On the Pali Commentaries
The Pali canonical texts are accompanied by an extensive and detailed set of commentaries ( aṭṭhakathā ) and subcommentaries ( ṭīkā ). These texts are, for most people, even more mysterious than the canon itself, so let me say a few words on them.
The main commentaries were compiled by the monk Buddhaghosa at the Mahāvihāra monastery in Anuradhapura, then the capital of Sri Lanka, in the 5th century. Buddhaghosa inherited a series of older commentaries in the old Sinhalese language, now lost. These had been compiled over the centuries in Sri Lanka, mostly between around 200 BCE–200 CE; that is to say, the main content of the commentaries was closed several centuries before Buddhaghosa.
It was all a bit messy, with text in Pali and commentaries in Sinhala, and a variety of different commentarial texts. Buddhaghosa aimed to streamline the situation by combining all the old commentaries into a single system, translated into Pali.
Buddhaghosa’s work remains as an extraordinary accomplishment of traditional scholarship. He had an almost preternatural mastery of his materials, and the clarity and rigor of his texts make light work of what must have been an exceedingly difficult task. It is crucial to remember that he saw his work as that of an editor, compiler, and translator. That is what he claimed to be doing, and from everything we know about his work, he was a scholar of integrity who did exactly what he said. When he felt a need to express his own opinion he said so; but such interventions were rare and hesitant. The commentaries are the record of discussions and explanations of the Pali texts handed down in the Mahāvihāra tradition, not the opinions of Buddhaghosa.
While Buddhaghosa compiled commentaries on the major texts, he left some incomplete.

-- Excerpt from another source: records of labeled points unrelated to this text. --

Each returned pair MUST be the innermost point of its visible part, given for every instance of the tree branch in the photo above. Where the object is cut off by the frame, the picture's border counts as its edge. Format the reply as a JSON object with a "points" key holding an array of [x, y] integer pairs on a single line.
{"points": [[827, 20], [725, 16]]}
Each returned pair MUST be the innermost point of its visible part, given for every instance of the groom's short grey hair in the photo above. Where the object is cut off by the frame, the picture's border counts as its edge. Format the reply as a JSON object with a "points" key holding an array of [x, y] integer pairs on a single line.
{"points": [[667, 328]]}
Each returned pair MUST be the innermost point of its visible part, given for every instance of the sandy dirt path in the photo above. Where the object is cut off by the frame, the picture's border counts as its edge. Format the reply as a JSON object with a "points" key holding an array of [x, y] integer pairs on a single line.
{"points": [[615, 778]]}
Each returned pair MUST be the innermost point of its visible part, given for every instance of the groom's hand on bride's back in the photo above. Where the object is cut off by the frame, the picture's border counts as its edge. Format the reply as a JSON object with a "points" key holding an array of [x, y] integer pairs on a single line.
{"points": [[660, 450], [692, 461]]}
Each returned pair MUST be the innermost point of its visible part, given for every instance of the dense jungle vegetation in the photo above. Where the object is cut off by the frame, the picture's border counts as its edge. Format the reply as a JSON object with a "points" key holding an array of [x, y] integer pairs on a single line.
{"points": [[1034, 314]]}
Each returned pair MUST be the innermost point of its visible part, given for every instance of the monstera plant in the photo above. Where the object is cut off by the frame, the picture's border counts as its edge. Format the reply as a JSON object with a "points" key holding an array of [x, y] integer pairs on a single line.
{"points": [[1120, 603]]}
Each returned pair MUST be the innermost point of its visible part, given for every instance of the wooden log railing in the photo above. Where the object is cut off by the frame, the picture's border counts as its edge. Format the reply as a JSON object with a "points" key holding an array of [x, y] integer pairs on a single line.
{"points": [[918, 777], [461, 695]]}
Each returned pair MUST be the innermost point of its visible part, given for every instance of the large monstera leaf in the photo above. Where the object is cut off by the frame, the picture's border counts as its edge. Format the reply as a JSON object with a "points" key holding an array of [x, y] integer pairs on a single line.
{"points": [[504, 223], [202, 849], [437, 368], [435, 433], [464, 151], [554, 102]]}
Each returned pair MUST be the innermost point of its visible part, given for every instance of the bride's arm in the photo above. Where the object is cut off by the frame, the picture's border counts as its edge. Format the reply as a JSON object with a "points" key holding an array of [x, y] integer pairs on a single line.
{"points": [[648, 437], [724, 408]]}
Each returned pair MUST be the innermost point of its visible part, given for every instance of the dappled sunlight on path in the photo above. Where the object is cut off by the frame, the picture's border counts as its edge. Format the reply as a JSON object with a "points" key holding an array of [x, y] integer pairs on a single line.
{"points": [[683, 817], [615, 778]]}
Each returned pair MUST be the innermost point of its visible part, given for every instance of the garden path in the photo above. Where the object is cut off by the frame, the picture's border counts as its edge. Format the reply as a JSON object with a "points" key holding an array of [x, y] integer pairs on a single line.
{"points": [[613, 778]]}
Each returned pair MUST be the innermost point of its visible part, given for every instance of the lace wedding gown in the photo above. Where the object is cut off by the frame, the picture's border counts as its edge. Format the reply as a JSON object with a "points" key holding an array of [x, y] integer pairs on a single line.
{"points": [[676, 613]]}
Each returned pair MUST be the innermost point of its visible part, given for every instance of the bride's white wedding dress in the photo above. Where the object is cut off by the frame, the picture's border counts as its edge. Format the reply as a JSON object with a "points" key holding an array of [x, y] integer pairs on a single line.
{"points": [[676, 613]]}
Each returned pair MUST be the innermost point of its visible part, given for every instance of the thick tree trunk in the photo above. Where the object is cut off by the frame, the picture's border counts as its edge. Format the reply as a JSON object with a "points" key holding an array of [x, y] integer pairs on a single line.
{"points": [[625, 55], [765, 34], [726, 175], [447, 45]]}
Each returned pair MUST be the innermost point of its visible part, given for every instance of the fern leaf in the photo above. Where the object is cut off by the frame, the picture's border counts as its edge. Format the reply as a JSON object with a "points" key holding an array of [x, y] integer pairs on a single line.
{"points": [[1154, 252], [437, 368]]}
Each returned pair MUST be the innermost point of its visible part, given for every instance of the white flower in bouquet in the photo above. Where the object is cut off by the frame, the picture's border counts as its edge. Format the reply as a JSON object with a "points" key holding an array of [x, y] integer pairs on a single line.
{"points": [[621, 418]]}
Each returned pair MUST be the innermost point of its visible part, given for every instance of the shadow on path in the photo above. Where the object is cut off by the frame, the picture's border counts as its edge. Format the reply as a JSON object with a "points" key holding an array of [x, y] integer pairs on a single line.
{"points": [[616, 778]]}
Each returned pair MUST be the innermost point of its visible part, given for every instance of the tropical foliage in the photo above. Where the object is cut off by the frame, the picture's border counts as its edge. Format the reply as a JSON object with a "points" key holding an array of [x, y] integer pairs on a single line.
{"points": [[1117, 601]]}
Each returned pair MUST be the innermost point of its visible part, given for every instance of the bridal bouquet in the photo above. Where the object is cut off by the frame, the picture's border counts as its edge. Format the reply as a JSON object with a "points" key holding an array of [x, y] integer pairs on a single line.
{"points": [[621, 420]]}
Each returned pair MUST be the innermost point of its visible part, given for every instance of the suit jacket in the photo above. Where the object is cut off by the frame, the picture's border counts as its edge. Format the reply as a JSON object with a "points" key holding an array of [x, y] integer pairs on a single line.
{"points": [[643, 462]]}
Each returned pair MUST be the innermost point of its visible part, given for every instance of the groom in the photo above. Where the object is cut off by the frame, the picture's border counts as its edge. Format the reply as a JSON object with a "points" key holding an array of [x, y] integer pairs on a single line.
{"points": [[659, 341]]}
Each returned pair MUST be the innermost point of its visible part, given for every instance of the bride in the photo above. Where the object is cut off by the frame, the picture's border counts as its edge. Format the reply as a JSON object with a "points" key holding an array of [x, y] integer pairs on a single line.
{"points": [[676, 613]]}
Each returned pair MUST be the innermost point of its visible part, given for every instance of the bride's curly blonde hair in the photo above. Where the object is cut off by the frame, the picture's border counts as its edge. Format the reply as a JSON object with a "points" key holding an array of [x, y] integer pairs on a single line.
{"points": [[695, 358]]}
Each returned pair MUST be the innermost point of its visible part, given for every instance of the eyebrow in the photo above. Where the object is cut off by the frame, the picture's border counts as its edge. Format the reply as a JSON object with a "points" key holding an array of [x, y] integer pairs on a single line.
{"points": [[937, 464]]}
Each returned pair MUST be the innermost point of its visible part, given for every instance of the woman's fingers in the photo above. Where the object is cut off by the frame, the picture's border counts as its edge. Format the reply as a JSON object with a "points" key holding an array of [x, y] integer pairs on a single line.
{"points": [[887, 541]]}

It is not always certain which commentaries were by him; but in any case later scholars completed his work. Subsequently, subcommentaries were written to clarify obscure points in the commentaries.
In modern Theravāda the commentaries have become a sadly and unnecessarily divisive issue. Some people take the entire tradition uncritically and regard the commentaries as essentially infallible. Others flip to an extreme of suspecting anything in the commentaries, rewriting Theravādin history as a conspiracy of the commentaries. But any serious scholar knows that the commentaries are often helpful, even indispensable, on countless difficult and obscure points. Without them, there is no way we would have been able to create the accurate dictionaries and translations that we have today. Yet they cannot be relied on blindly, for, like any resource, they are fallible, and must be read with a careful and critical eye. On some doctrinal issues, the position of the commentaries had shifted considerably from the stance in the suttas, and not in illuminating ways.
I once read some advice from a Burmese Sayadaw—I am afraid this was many years ago and I have forgotten who it was—on how to use the commentaries. He said—and I paraphrase—something like this. First read the sutta. Try to understand it. Read it and meditate on it again and again. If there’s anything you don’t understand, see if it can be explained elsewhere in the suttas. If, at the end of the day, you still cannot understand it, check the commentary. If it answers the question, good. But if, after equally careful study, the commentary is still unclear, then check the subcommentary.
This has always seemed like sound advice to me, and I have tried to follow it. The purpose of the commentary is to help explain the suttas. Where the suttas are clear—and mostly they are—there is no need to refer to the commentary. The only extra thing I would add is that, in addition to the commentaries and subcommentaries, we now also have Chinese and Sanskrit parallels to help us understand difficult passages.
In these introductions, I almost completely leave aside the commentarial explanations. In several places the explanations I have given differ from those in the commentaries. I am aware of this, and have written on most of these things elsewhere, but I do not want to burden the introductions by re-litigating every controversy. I don’t contradict the commentaries out of ignorance or stubbornness, but because after many years of study, contemplation, discussion, and practice, I have come to see some things differently.